The amount of hyperbole in this article makes it a bit hard to take the author all that seriously.

Is there evidence more baking won't happen? While i have my loves and hates about rust, it definitely always felt like they had a pretty thorough/careful process for additions like this. If you go constructively into the threads and offer some concerns, you will usually get some reasonable response.

(All processes of course, fail, so this is not always true, but it's mostly true)

While i think it's fine to write rants on blogs, and don't feel like everyone has a responsibility to file bugs or whatever before they write a rant about it, if you actually want to see this "worst feature" fixed, this probably won't help very much.

(IE You don't have to be constructive, or even helpful, but if you want to be constructive or helpful, this ain't how you do it)

dathinab

> Is there evidence more baking won't happen?

No, actually there is a lot of evidence that it will still be worked on.

Normally I would just say look at the issue linked in the nightly docs but due to an overlap of tacking PR and moving it from std to core PR it's not supper useful.

Tracking Issue: https://github.com/rust-lang/rust/issues/78485

If the author has constructive critique they should probably mention it there (after skimming through the discussion to make sure this wasn't already considered and not done due to subtleties they overlooked in the blog post (like e.g. that it's a standard/core feature which has to work across all targets and as such can't rely on anything being initialized to 0 by the OS, or that depending on the global allocator used you definitely can't rely on things being zeroed even if the OS only hands out zeroed memory, etc. etc.))

Xunjin

I'm not as much low-level development as the author seems to be, but the hyperbole made me think “you have a point, which is/can be valid, but aren't you stretching the reasons to fit in your sentiment/PoV?”

Being honest, plenty of times we throw “Ergonomics” as an argument, however, are ergonomics more a feeling of how good are the API usage instead of actually prove with examples and design choices?

thayne

Well, as they said in the conclusion, they don't really have any constructive suggestions.

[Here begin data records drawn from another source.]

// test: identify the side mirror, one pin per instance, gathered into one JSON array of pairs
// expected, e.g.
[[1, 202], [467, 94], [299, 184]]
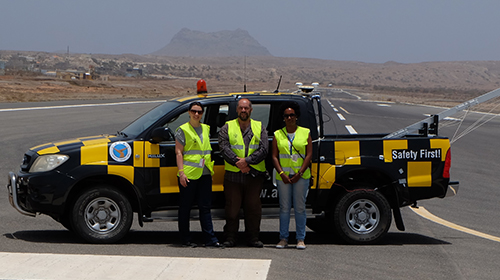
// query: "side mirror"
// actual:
[[161, 134]]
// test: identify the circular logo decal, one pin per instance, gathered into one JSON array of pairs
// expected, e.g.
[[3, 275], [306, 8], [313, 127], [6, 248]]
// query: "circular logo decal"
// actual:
[[120, 151]]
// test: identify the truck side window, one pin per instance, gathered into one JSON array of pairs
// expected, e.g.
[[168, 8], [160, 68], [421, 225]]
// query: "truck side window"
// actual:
[[261, 113]]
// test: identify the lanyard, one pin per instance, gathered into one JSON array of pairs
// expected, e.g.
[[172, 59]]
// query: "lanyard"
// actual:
[[290, 140]]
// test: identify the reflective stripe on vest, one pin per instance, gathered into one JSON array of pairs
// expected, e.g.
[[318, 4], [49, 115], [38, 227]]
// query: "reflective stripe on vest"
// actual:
[[238, 145], [195, 150], [287, 163]]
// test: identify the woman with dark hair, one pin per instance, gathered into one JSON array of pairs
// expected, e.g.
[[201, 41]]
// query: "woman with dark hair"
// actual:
[[292, 153], [195, 170]]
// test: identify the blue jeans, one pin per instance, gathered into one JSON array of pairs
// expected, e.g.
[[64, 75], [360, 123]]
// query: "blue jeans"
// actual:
[[196, 192], [296, 193]]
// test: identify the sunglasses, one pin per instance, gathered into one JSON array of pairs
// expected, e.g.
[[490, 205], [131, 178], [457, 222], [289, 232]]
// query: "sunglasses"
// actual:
[[199, 112]]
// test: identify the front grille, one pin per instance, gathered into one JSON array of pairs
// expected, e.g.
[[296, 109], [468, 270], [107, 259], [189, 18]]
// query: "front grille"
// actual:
[[25, 165]]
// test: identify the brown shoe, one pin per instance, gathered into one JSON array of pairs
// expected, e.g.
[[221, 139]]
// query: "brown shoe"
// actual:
[[282, 244], [301, 245]]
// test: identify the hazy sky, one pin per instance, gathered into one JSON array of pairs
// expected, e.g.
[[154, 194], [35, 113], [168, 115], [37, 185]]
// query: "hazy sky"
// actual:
[[353, 30]]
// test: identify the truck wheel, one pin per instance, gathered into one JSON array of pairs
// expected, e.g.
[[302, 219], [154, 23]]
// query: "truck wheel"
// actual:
[[362, 217], [102, 215]]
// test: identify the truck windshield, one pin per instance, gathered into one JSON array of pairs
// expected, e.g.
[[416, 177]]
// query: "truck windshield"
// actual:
[[146, 120]]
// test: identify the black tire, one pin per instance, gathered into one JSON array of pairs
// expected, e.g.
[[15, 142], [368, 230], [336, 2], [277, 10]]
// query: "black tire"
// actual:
[[362, 217], [102, 215]]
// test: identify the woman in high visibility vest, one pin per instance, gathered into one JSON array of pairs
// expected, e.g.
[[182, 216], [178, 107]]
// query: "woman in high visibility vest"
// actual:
[[195, 170], [292, 153]]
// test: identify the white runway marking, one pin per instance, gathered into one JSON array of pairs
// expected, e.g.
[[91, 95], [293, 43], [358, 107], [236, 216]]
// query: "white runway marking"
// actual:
[[78, 106], [342, 108], [351, 129], [81, 267]]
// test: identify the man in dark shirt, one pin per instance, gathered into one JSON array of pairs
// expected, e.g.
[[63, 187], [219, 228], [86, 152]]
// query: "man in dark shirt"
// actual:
[[244, 145]]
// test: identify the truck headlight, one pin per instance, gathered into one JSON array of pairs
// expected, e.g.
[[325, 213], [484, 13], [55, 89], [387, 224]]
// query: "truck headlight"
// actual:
[[48, 162]]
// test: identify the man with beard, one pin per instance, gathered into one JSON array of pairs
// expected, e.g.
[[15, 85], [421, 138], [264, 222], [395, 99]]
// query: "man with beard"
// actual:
[[244, 145]]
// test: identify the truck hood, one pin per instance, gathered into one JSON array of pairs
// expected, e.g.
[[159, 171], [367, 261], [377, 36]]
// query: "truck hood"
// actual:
[[68, 146]]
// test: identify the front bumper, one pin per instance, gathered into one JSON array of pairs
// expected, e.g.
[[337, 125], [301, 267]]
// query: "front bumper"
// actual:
[[14, 192]]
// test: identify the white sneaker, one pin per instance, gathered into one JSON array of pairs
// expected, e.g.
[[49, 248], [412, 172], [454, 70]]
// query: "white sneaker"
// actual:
[[282, 244]]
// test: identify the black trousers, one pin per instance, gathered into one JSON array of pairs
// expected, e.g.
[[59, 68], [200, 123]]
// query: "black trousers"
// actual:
[[196, 192], [242, 190]]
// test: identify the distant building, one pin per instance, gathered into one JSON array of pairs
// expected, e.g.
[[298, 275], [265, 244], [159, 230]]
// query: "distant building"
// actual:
[[2, 67]]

It is mostly a lament that this wasn't better designed from the beginning, because backwards compatibility puts significant constraints on the design.

queuebert

The more pertinent question to me is can we implement some new static analysis that understands buffer re-use and can hoist buffer initialization outside the loop? Rather than make the programmer write obfuscated code for efficiency, it is usually better to have the compiler do the heavy lifting.

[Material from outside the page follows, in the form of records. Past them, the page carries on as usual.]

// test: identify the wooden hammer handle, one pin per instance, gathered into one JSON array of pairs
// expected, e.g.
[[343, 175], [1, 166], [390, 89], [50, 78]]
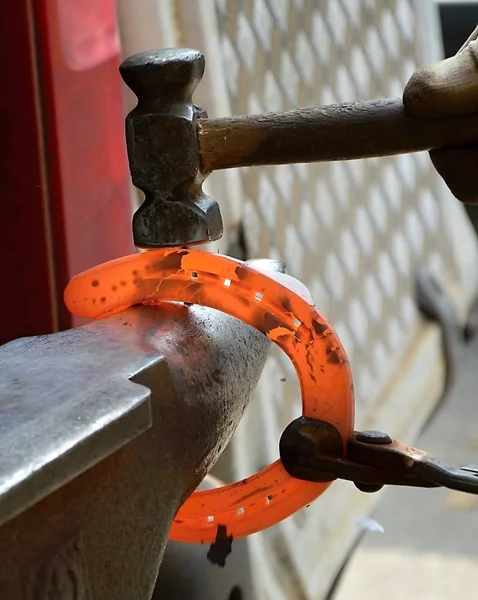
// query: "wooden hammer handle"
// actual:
[[336, 132]]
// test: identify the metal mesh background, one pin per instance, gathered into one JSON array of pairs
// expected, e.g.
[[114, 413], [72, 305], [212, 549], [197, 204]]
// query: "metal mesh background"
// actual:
[[354, 232]]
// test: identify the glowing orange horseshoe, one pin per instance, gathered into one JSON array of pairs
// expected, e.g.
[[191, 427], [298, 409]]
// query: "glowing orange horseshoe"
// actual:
[[286, 318]]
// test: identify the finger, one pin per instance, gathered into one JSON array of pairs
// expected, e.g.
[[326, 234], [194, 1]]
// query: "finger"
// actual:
[[447, 88], [459, 168], [472, 38]]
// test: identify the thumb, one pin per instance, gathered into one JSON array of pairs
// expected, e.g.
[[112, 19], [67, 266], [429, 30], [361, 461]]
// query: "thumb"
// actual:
[[447, 88]]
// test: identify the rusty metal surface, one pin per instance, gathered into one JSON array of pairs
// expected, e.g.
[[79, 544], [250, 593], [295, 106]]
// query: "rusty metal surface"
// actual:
[[313, 450], [106, 429]]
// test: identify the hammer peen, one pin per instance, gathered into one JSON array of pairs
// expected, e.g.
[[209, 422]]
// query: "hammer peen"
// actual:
[[173, 146]]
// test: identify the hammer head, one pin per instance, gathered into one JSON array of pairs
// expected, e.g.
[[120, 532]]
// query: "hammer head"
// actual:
[[161, 137]]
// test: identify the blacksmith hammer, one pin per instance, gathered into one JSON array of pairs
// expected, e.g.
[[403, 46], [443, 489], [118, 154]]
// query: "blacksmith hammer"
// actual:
[[173, 146], [105, 430]]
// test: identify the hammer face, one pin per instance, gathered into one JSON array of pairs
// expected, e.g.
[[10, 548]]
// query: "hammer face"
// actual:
[[161, 135]]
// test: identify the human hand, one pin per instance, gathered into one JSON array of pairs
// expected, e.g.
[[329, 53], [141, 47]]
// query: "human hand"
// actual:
[[447, 89]]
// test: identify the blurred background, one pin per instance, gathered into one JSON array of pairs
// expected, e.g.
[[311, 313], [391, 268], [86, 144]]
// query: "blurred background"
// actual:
[[355, 233]]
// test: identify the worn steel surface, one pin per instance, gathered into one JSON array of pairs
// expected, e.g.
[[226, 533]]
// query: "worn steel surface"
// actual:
[[106, 429], [163, 150]]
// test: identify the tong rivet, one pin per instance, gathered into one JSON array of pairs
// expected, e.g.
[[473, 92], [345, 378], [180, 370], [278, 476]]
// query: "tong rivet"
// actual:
[[373, 437]]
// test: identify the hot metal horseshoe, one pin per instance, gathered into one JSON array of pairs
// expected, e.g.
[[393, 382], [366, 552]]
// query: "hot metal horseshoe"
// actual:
[[269, 306]]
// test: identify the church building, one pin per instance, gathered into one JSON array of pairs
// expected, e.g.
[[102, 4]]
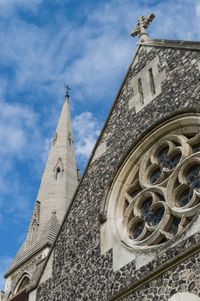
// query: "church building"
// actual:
[[130, 228]]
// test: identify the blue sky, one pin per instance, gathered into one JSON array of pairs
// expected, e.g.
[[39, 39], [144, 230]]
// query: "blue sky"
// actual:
[[44, 44]]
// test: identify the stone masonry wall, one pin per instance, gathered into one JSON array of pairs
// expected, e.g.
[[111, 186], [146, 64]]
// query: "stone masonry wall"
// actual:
[[80, 271]]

P.S. Also, folks, don't re-use buffers without zeroing unless you absolutely need the performance and know what you're doing.

mrpf1ster

Why would re-using a buffer be bad? Assuming you write to it with the contents of the file/stream before it is read.

kohbo

You just answered your own question

fnordpiglet

I think they implied you would prevent that.

rendaw

Why is it particularly more dangerous or likely than other logic errors?

phkahler

And that's not something you should be depending on a compiler to verify.

vlovich123

I like that direction better but it requires the ability to declare data-flow based contracts whereas Rust’s tools are only lifetime and type contracts. Is there a language that has data-flow based contracts?

queuebert

That would be easier but is not required. There are no compiler hints these days to unroll loops or hoist invariants, even though if done incorrectly it could change the result. It would take some complicated analysis, but I think it could be done safely in some cases.

gpm

I was going to make this argument, but I actually don't think it's true in almost any case.

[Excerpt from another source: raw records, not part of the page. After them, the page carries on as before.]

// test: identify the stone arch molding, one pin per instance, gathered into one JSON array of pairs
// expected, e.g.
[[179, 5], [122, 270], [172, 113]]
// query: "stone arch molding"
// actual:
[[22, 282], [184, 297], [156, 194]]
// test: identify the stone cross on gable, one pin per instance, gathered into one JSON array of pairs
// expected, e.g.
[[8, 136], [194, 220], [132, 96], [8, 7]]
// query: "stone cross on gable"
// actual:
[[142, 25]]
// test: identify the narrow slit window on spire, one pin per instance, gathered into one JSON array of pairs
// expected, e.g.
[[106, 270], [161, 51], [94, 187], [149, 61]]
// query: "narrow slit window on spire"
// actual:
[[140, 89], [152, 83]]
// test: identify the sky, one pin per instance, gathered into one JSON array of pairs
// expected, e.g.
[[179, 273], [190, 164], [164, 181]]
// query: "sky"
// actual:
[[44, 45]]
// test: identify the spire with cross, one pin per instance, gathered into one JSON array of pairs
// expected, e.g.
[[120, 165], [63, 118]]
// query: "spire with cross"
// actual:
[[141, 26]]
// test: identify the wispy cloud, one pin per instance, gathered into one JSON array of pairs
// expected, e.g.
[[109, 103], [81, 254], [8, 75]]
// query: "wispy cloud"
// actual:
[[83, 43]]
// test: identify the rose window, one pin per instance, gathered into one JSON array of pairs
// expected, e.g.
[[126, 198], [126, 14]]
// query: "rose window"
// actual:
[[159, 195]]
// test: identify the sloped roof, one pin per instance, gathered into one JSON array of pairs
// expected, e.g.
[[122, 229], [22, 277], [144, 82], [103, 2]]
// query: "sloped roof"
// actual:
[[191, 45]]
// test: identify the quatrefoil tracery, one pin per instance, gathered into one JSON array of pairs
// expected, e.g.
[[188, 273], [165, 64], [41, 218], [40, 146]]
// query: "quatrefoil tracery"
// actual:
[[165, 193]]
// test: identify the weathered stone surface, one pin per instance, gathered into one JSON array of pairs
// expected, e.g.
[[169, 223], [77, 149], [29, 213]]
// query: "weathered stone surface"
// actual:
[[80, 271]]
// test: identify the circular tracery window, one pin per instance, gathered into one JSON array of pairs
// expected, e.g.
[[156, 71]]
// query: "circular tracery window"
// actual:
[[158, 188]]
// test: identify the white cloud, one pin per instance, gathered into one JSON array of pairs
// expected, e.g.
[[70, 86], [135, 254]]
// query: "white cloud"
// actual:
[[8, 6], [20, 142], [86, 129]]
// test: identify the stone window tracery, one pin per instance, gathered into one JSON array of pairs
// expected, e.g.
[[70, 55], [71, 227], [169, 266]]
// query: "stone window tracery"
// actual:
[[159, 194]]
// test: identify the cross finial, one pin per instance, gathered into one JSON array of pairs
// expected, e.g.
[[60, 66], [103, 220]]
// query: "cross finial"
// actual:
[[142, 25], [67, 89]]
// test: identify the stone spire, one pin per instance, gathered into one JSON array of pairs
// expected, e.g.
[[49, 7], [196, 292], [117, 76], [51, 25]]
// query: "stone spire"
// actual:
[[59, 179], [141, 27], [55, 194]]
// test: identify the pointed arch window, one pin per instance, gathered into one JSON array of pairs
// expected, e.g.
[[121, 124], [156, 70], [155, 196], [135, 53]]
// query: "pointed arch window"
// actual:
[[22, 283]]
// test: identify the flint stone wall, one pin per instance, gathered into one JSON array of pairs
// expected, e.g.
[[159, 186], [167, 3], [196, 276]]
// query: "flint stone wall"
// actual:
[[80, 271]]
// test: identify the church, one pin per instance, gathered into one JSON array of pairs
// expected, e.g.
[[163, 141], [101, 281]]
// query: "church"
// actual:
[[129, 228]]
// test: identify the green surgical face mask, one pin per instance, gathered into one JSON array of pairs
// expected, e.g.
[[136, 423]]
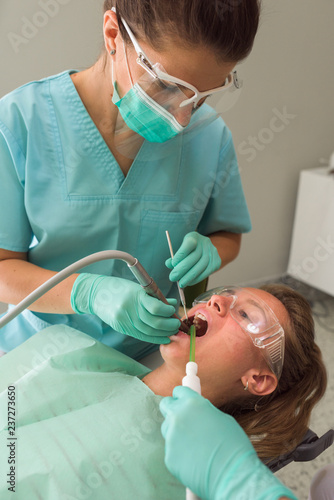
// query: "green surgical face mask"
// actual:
[[145, 116]]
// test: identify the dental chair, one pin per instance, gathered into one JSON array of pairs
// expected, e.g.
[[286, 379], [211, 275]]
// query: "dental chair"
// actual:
[[309, 449]]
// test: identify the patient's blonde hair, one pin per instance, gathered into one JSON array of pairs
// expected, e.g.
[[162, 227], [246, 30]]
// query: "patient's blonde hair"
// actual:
[[279, 421]]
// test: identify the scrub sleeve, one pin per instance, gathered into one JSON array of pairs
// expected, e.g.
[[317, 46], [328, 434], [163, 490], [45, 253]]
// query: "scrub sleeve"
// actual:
[[63, 196]]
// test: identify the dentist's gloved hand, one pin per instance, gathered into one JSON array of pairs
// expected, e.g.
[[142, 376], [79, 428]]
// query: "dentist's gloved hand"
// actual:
[[124, 306], [194, 261], [209, 452]]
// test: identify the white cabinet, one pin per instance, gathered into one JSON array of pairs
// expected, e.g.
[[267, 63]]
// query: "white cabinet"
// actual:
[[312, 247]]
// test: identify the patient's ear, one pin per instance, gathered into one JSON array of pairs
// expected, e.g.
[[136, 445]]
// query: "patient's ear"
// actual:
[[260, 383]]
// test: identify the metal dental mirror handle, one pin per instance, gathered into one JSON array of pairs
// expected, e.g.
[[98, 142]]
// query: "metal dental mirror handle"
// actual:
[[147, 283]]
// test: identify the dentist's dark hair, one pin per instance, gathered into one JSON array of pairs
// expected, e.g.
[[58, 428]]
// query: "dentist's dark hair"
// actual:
[[227, 26]]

Most functions could be inferred, but the ultimate source of basically all of these write only APIs is FFI functions, which in turn call systemcalls.

You're at least going to need a way to annotate the FFI calls and systemcalls to describe to the compiler how they access data.

vlovich123

The loop unrolling & invariant hoisting is a static transformation. What the “read” function does semantically isn’t captured today within that and the compiler wouldn’t be able to automatically infer it. It would have to be told that information and there would need to be unsafe annotations for things like syscalls and FFI boundaries. The other approach is to change the API which is what BorrowedBuf is.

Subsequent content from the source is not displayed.